Un estudio científico de 2009 dirigido por la bióloga Melanie Glocker, de la Universidad de Münster (Alemania), ha sido el primero en presentar pruebas sólidas de que los seres humanos experimentan una profunda reacción química en el cerebro cuando miran bebés. En concreto, despiertan una parte del cerebro medio denominada núcleo accumbens. "Es la parte más vieja del cerebro desde un punto de vista evolutivo implicada en el procesamiento de las recompensas", explica la bióloga.

Glocker es una científica y no puede admitirlo, pero sus experimentos han demostrado en gran medida que las monadas provocan adicción física. A nadie debería sorprender que los clips de bebés y animalitos sumen más de 1.000 millones de clics en YouTube. No se trata sólo de niños mirando cosas de niños: más del 80% de los que ven YouTube tiene 18 años o más, según un estudio demográfico del portal.

El mundo de los negocios no es ajeno al poder de lo mono. Gecko, la mascota de la marca de seguros de coches estadounidense Geico, irrumpió en 1999 como un reptil deslizadizo. Con los años se ha ido transformando y ahora tiene una cabeza más redondeada, ojos grandes y demás rasgos que inconscientemente asociamos con los bebés. Es tan mono que nos hace olvidar que representa a una gran corporación que se ocupa de asuntos tan poco adorables como accidentes, muertes y litigios sobre reclamaciones de pagos.

En un artículo de 1979 para Natural History, el biólogo evolucionista Stephen Jay Gould apreció una metamorfosis parecida en Mickey Mouse.
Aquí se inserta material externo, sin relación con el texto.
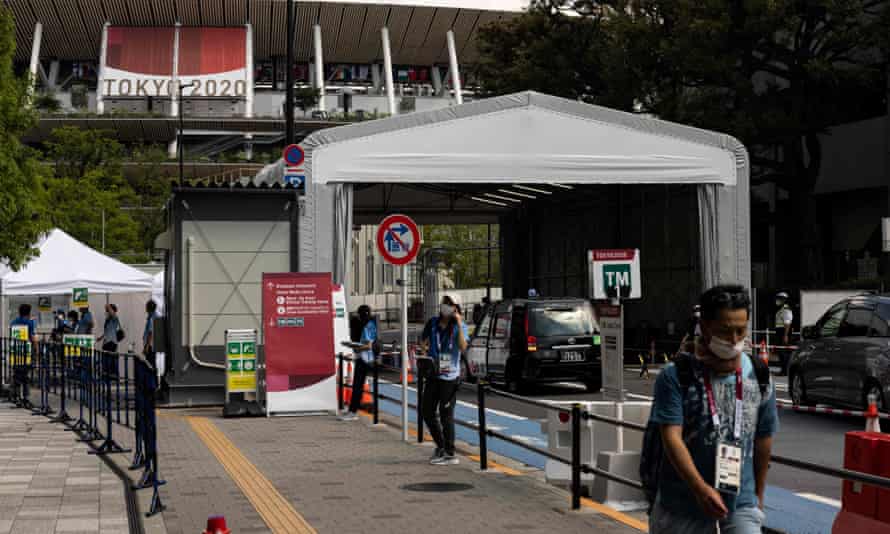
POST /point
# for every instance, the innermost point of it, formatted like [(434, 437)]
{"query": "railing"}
[(576, 415), (115, 388)]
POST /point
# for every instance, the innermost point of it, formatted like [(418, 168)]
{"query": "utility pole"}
[(289, 77)]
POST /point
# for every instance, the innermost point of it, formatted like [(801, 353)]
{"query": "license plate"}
[(572, 356)]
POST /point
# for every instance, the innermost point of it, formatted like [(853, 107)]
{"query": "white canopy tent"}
[(65, 263), (524, 138)]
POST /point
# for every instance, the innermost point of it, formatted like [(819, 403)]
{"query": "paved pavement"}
[(344, 477), (49, 484)]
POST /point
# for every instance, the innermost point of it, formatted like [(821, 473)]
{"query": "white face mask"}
[(724, 349)]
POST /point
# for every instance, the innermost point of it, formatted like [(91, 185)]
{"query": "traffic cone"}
[(216, 524), (764, 355), (872, 420)]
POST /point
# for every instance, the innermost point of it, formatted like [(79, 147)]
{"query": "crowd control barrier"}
[(95, 393), (576, 416)]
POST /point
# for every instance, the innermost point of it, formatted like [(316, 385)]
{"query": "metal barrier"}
[(576, 415), (104, 385)]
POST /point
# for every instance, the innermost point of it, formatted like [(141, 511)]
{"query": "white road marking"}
[(818, 498)]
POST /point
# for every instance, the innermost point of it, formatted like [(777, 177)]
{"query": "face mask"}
[(724, 349)]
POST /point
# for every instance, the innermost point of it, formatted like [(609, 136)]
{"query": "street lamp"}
[(179, 148)]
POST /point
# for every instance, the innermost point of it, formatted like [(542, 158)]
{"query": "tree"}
[(22, 200), (777, 74), (464, 252)]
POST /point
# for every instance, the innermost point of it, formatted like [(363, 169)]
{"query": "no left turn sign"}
[(398, 239)]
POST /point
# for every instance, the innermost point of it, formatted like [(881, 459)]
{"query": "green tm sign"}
[(617, 276)]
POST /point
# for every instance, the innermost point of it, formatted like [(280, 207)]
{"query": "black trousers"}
[(440, 396), (359, 373)]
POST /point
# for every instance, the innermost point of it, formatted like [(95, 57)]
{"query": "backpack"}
[(652, 455)]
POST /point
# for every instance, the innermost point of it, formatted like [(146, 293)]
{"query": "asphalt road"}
[(817, 438)]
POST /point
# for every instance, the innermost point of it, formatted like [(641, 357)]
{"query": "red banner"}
[(298, 331)]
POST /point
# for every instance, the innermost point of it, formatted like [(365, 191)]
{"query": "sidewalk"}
[(48, 482), (316, 474)]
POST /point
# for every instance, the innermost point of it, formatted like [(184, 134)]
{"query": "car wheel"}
[(593, 386), (872, 388), (798, 390)]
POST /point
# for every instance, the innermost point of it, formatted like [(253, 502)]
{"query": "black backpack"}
[(652, 454)]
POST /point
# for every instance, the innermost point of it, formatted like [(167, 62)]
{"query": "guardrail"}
[(118, 388), (576, 415)]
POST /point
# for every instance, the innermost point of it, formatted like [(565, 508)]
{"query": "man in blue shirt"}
[(23, 353), (717, 432), (444, 338), (364, 361)]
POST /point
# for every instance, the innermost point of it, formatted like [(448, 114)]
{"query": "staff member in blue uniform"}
[(363, 362), (444, 338)]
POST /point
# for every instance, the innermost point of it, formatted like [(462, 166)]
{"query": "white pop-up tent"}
[(65, 263), (528, 139)]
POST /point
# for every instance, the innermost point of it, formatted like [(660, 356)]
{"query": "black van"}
[(525, 341)]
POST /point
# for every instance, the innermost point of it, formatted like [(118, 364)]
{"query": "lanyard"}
[(712, 405)]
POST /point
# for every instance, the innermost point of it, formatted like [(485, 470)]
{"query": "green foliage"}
[(306, 98), (22, 201), (464, 252)]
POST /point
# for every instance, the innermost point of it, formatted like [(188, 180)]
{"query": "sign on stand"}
[(398, 241), (80, 297), (614, 273), (240, 361), (611, 325), (298, 334)]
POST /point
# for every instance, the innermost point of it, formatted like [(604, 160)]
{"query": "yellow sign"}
[(21, 348), (80, 297), (241, 361), (77, 344)]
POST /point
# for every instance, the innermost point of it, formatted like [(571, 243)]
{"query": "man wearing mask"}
[(365, 358), (444, 338), (110, 329), (716, 426)]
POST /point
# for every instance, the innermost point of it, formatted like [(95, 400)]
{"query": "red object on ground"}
[(216, 524), (883, 460), (861, 453)]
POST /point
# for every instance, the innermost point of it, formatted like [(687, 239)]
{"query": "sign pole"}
[(404, 319)]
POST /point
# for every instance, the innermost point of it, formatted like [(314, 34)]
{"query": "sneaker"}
[(446, 459)]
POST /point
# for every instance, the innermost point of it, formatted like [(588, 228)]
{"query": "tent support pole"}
[(387, 71), (455, 71)]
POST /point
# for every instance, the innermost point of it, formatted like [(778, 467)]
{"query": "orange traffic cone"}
[(764, 355), (216, 524), (872, 421)]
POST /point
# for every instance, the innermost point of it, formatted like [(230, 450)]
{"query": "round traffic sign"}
[(398, 239), (293, 155)]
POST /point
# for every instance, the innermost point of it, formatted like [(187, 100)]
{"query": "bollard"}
[(483, 433), (576, 456), (216, 524), (420, 380), (340, 383), (376, 385)]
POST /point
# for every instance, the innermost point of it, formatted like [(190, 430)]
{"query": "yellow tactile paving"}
[(276, 511)]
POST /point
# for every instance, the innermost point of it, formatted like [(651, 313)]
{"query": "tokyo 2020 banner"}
[(298, 333), (139, 62)]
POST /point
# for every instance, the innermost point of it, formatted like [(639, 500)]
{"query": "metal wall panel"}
[(329, 18)]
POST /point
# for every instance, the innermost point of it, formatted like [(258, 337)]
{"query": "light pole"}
[(180, 150)]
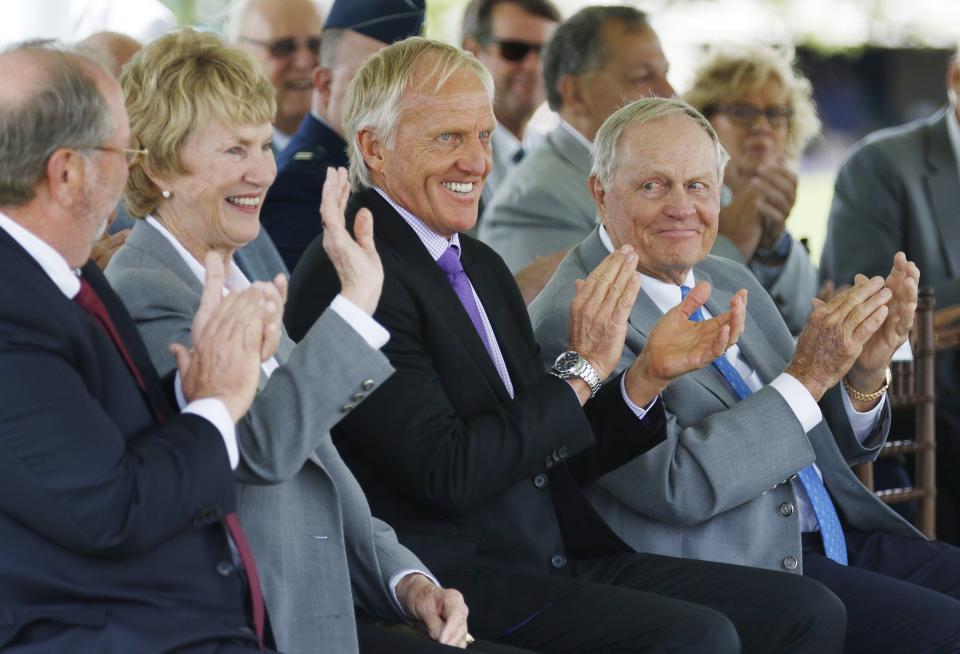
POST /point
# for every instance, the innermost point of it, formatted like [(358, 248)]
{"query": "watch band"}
[(581, 369), (860, 396)]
Poco a poco, escribía Gould, el personaje evolucionó y dejó de ser el roedor flacucho y socarrón de la era del cine mudo para convertirse en la figura con cabeza regordeta y voz estridente de los años cincuenta en adelante. A medida que Walt Disney, la compañía, iba haciéndose más poderosa y rentable, su rostro público se volvía más mono.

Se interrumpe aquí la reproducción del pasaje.